A cable tool drill simply picks up the bit about ten feet and drops
it. If you have ever drilled a hole through a concrete wall with a
hammer and a star bit you know the process intimately well. You just
keep whacking at it and eventually you have a hole. In the case of a
cable tool you have a hole that goes down to as much as 5,000 feet.
These old wells in Eastern Montana only went down about 800 feet.
The new wells had been drilled with a modern rotary table rig. The
biggest difference between the two methods is that the old method is
dry. The new method uses 'mud' which contains water and a powdery gel
that contains bentonite that has been baked in an industrial oven.
Bentonite is a loose clay material that formed when a volcano blew a
cataclysmic amount of ash over the countryside. In the West, bentonite
is mined, baked, and pulverized to make drilling gel. It is quite
common to see seams and hillsides of bentonite. It has a distinctive
dark grey color and almost nothing will grow in it. It is very
difficult to drive on when it is wet. The experience is like trying to
drive on a twelve inch deep layer of snot.
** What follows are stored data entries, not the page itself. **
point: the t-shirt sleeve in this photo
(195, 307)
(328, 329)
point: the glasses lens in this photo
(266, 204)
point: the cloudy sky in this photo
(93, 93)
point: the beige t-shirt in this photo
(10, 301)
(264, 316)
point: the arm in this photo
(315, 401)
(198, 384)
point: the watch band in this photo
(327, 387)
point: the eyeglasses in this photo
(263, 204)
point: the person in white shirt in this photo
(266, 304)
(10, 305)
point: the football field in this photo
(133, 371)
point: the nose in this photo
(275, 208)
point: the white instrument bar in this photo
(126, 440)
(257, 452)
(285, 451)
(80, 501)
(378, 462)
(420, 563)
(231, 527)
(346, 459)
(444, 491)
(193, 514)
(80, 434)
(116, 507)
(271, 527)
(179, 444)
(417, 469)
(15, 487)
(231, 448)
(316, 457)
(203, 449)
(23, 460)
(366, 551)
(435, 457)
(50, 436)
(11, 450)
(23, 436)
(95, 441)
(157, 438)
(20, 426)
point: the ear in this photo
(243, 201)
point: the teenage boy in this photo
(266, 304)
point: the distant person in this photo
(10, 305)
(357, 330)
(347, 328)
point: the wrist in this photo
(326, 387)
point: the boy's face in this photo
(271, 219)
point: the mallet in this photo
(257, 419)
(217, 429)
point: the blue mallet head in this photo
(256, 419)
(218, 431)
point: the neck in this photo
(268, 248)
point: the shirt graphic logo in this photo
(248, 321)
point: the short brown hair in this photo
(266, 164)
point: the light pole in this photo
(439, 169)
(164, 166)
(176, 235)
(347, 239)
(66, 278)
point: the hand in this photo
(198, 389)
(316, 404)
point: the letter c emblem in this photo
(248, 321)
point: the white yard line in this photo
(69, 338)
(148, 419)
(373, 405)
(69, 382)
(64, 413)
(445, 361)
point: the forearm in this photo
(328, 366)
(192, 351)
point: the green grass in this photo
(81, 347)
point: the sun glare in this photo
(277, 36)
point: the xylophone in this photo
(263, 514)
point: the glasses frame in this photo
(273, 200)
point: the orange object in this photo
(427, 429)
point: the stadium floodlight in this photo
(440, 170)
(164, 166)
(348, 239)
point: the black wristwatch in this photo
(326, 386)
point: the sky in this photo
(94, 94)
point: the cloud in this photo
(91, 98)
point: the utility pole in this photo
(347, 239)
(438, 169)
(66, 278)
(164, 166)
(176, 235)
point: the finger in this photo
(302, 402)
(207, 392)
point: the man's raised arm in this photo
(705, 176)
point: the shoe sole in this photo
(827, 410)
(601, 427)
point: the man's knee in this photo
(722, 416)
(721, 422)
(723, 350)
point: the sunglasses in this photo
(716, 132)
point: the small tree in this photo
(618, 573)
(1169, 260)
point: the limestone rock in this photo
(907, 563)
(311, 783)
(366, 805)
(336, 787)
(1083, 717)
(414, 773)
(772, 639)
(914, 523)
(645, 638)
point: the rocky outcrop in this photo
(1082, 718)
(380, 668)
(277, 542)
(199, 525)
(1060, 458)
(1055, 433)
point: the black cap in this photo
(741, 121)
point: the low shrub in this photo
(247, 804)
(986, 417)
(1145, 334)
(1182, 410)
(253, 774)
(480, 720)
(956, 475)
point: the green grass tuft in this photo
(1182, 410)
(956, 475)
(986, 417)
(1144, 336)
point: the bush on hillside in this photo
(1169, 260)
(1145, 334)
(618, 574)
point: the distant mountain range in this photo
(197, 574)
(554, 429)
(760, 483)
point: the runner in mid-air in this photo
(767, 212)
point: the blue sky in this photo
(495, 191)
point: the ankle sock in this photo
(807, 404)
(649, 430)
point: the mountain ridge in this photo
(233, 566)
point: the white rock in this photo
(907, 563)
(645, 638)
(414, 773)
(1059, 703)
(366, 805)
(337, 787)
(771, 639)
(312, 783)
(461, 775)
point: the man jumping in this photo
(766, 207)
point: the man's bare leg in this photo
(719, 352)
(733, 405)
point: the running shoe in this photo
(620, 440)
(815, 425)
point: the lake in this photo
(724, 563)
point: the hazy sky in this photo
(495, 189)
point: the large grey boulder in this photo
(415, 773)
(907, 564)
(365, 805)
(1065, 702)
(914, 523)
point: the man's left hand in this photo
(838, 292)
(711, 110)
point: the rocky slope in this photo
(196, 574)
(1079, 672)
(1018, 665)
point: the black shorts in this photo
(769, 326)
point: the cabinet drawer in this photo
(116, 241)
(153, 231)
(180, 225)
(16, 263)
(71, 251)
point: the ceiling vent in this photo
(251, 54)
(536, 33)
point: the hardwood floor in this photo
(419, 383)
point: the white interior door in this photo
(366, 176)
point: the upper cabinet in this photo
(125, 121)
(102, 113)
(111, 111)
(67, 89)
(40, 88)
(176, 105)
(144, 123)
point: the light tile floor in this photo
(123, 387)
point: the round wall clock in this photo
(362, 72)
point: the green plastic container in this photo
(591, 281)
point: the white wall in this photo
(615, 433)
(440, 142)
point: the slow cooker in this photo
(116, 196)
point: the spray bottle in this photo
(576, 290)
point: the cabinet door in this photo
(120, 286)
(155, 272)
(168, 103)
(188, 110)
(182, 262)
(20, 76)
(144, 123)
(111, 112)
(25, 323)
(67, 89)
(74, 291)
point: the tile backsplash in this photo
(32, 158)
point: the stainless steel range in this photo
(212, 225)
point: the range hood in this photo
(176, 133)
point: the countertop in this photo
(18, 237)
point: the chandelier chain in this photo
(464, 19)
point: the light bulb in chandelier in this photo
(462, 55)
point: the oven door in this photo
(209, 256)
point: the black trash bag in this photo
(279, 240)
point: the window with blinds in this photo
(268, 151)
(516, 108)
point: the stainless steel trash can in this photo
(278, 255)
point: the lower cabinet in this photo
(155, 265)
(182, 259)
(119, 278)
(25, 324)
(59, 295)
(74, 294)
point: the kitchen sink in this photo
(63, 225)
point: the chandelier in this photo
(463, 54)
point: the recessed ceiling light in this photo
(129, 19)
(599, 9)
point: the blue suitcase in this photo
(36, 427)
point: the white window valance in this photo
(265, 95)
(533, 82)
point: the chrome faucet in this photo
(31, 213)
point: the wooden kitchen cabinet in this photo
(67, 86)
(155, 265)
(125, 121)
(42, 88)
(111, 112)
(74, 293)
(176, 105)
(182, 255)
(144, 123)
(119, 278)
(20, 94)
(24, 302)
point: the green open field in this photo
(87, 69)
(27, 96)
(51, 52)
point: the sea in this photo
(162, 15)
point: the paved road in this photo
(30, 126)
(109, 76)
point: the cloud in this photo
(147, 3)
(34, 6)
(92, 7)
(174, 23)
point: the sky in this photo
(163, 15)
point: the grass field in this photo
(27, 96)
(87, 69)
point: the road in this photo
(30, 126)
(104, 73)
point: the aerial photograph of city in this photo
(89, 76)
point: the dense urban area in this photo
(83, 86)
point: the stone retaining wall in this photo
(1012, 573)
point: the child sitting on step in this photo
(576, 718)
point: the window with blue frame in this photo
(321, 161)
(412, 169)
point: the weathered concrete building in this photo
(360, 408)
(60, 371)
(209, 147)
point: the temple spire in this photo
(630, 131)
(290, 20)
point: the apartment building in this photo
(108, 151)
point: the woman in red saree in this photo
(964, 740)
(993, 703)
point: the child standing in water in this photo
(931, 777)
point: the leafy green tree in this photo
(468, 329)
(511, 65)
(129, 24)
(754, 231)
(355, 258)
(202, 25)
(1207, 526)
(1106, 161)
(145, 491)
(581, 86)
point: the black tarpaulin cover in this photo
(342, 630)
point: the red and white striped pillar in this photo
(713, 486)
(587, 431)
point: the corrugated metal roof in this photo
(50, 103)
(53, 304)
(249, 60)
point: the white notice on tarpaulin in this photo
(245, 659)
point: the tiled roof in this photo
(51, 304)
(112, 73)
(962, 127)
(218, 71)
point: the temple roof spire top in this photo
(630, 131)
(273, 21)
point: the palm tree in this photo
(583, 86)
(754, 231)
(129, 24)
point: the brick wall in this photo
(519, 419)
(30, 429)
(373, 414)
The light went on in the engineer's head when he realized that the
layers of rock in which the new wells were drilled also contained
bentonite. The drilling mud was sealing off the wells, preventing the
oil from flowing into the wells. So he performed an experiment. He
drilled a new hole down to 800 feet with a rotary rig; this time using
mineral oil instead of water in the mud mix. He hit oil. Then he moved
the rig over 200 feet and drilled a second well using water in the
mix.....dry hole!
On the next well location he used mineral oil again and hit oil at 800
feet. And he decided to go deeper. At 1200 feet he hit a production
zone that is 300 feet thick. Below that he hit two more production zones.
The gist of this is that this engineer has uncovered a major oil
field. When I worked in the oil patch we produced zones that were only
10 or 20 feet thick. He is sitting on a zone that is 15 to 30 times
that. Wow! This may be the biggest oil field find in the U.S. in the
last 70 years, and may be turn out to be the biggest producing field
in the U.S. And the implications of the find are enormous.
The bentonite in the rock he was drilling came from the Yellowstone
caldera, the monster volcano that made up a majority of the surface
area of what is now Yellowstone National Park. When this volcano blew
- this 2 million acres of volcano - it shot ash clear into Illinois.
The areas most immediate to the caldera got most of the ash which
eventually became bentonite and is now trapped in hills and rocks in
the various states. So, the implication is that every dry shallow well
that has been drilled with rotary rigs in the past 50 years in
Montana, Wyoming, Colorado, Nebraska, South Dakota, and North Dakota
has to be looked at again. Just because these tens of thousands of
wells were 'dry' does not mean they did not have oil. A lot of them
did. The water in the drilling mud sealed off the oil and kept it from
flowing.
Typically, in the 'old days', a company would only drill four or five
wells in an area it thought might contain a whole field. If they all
came up dry, the company would move on to the next potential field.
Now, with this discovery, whole new fields will be opened.
The Yellowstone calera was not the only volcano in the West. There was
one nearly as big in New Mexico, and it threw its ash all over
Colorado, Nebraska, Kansas, Oklahoma, and Texas. The further west you
travel the more volcanoes you encounter. All shallow oil wells west of
the Mississippi will have to be reexamined now.
Seems almost to good to be true. Oil Drummers with drilling experience please sound off ...
Does that mean that NO wells have been incorrectly interpreted as dry that are potentially productive? No! However, this is a small subset, and not worth talking about in a Peak Oil Forum.
If they haven't been preserved but the locations of the holes are known, sniffers could find the oil.
I'm all for looking at this, but until the possibility has been checked out it's not worth any large bets.